Tuesday, November 25, 2014

An American Cop

He stopped caring today. It was the end of his shift. He was taking off his Sam Browne, keepers,cuffs, and duty weapon and placing them in his locker. Just like he has done for decades. After the belt, came the uniform shirt, his ballistic vest, pants and duty boots. All neatly hung. He thought he could get another day out of the uniform. The dry cleaners raised their prices again and he has not had a raise in about four years, so things are really getting tight. He thought back all those years when he first put that uniform on, how proud he had been. To be joining the ranks of an honorable profession which almost all people held in high esteem. It seemed to him that things have really changed.

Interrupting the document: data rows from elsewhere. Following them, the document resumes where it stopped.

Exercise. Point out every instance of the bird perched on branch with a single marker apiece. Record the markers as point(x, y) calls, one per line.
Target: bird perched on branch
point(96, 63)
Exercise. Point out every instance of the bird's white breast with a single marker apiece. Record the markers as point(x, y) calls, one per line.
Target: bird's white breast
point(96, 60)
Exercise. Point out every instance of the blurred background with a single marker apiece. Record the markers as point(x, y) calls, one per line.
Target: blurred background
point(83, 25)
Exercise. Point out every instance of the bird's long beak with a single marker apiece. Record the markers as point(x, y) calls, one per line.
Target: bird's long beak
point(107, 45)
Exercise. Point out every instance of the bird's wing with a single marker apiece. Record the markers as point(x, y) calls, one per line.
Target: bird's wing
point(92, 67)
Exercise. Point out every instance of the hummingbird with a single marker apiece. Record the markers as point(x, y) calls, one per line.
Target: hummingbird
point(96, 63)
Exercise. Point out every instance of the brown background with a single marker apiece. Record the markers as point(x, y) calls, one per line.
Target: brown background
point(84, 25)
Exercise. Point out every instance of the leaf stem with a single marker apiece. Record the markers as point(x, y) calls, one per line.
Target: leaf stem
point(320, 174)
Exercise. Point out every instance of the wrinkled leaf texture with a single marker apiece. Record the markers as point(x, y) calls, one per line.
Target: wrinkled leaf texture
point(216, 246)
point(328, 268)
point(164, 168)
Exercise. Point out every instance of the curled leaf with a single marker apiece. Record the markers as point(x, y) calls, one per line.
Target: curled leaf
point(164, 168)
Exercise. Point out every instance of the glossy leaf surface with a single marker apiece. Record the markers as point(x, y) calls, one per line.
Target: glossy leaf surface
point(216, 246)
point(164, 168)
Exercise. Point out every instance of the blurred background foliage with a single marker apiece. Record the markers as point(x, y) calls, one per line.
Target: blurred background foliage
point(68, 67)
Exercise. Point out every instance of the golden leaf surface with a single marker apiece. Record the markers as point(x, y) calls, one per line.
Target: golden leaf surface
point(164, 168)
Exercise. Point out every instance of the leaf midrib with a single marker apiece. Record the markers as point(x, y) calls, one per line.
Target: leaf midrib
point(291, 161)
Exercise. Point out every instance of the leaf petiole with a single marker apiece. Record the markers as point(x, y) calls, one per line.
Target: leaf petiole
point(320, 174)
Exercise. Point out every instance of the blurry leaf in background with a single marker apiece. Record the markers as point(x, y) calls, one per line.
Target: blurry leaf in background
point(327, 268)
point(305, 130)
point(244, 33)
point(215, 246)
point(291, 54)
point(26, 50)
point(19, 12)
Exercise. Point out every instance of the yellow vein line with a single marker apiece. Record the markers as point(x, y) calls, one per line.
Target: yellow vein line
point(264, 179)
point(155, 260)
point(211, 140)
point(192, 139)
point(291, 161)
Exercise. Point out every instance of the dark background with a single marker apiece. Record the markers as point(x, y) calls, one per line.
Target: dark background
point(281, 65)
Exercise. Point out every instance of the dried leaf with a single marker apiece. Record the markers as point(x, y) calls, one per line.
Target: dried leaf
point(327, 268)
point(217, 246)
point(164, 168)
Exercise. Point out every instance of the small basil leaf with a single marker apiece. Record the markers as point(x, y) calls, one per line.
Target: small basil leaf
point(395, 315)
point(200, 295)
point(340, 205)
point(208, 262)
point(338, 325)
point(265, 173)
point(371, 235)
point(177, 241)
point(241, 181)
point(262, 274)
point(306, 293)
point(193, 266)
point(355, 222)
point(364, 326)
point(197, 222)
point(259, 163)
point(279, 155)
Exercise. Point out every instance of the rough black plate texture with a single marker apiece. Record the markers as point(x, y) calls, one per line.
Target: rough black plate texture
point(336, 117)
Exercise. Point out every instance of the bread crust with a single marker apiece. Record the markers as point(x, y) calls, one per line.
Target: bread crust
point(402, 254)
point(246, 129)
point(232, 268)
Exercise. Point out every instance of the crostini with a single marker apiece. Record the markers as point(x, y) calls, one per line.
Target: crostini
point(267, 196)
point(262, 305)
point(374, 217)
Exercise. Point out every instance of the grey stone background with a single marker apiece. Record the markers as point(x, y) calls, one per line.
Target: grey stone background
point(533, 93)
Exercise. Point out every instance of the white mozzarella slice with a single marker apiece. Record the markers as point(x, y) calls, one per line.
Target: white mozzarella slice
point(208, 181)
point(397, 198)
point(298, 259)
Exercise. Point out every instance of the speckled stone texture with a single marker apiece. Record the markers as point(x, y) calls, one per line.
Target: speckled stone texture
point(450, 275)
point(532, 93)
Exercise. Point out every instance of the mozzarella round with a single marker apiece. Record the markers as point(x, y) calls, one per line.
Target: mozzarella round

He could not put his finger on just when things changed. Oh, he was immune from the rich woman speeding through the residential neighborhood and, when she figured out her flirting wasn't going to get her out of a ticket, she started calling him a stupid cop,and worse. He thought it might have been the domestic incidents where he is met at the door by the wife with a blackened eye and a cut lip, with the husband screaming at her as he walked up. He took the husband into custody, and had to fight off the battered wife when he went to place the husband under arrest. It was at this point she started calling him names. He was used to this, he thought. Maybe it was the countless times he learned about thirty minutes before end of shift he had to hold over for at least a half of the next shift due to staffing shortages. He really did not mind. The overtime was helpful since the insurance did not really cover his sons braces he needed every six months.

He learned long ago that the people who promote up through the ranks are not always good leaders. They're just good at promoting. Then, once they achieve rank, they frequently seem to believe they got there because they are smarter than everyone else and are God's gift to police work. But, that didn't stop him. He was there to make a difference. He cared because he believed people needed him and those like him. He believed he had the respect of the community. Oh, he knew there were those that criticized law enforcement. They didn't have much traction, he thought, from the good people of his city. The complainers always expressed their belief the knew more about doing his job than he did and that all these problems would just go away if the stupid cops would just listen. But today was different.

Today he really started to come to the realization that there were many in government and the world that believed what he did for a living was fundamentally corrupt. There was the city counsel or county supervisor who expressed rather directly he or she did not trust their policing agency. Then there were the local citizens who voiced the same opinions. He got a radio call concerning a juvenile problem today. When he got there, mom said she called because her son would not do his homework, and she wanted him to tell the son he would take him to jail if he didn't get his work done. The boy cried and ran in fear of him. Today, like many days before, a young minority male yelled "crooked pig" when he drove by. He started to really think he had lost the respect of the community. How much more of this crap could anyone take?. The citizens seemed to not care, he started to really believe.

So today, at the end of the shift, he was really demoralized. He put is gear away. Changed clothes, and got ready to go home. He knew this would pass, or at least he sure hoped it would. He loved the job, or did, he thought. He pretty much knew when he came in tomorrow, he would be fine. He was not ready to walk away, he thought....not yet. He knew for now, at least, some people respected the job and his effort to help. He hoped these depressing thoughts would pass, they had always done so before. And as he sat in the locker room thinking, he started to care again. He really did, and he hoped he always would. He was an American Cop, and he knew in his soul, he always would be.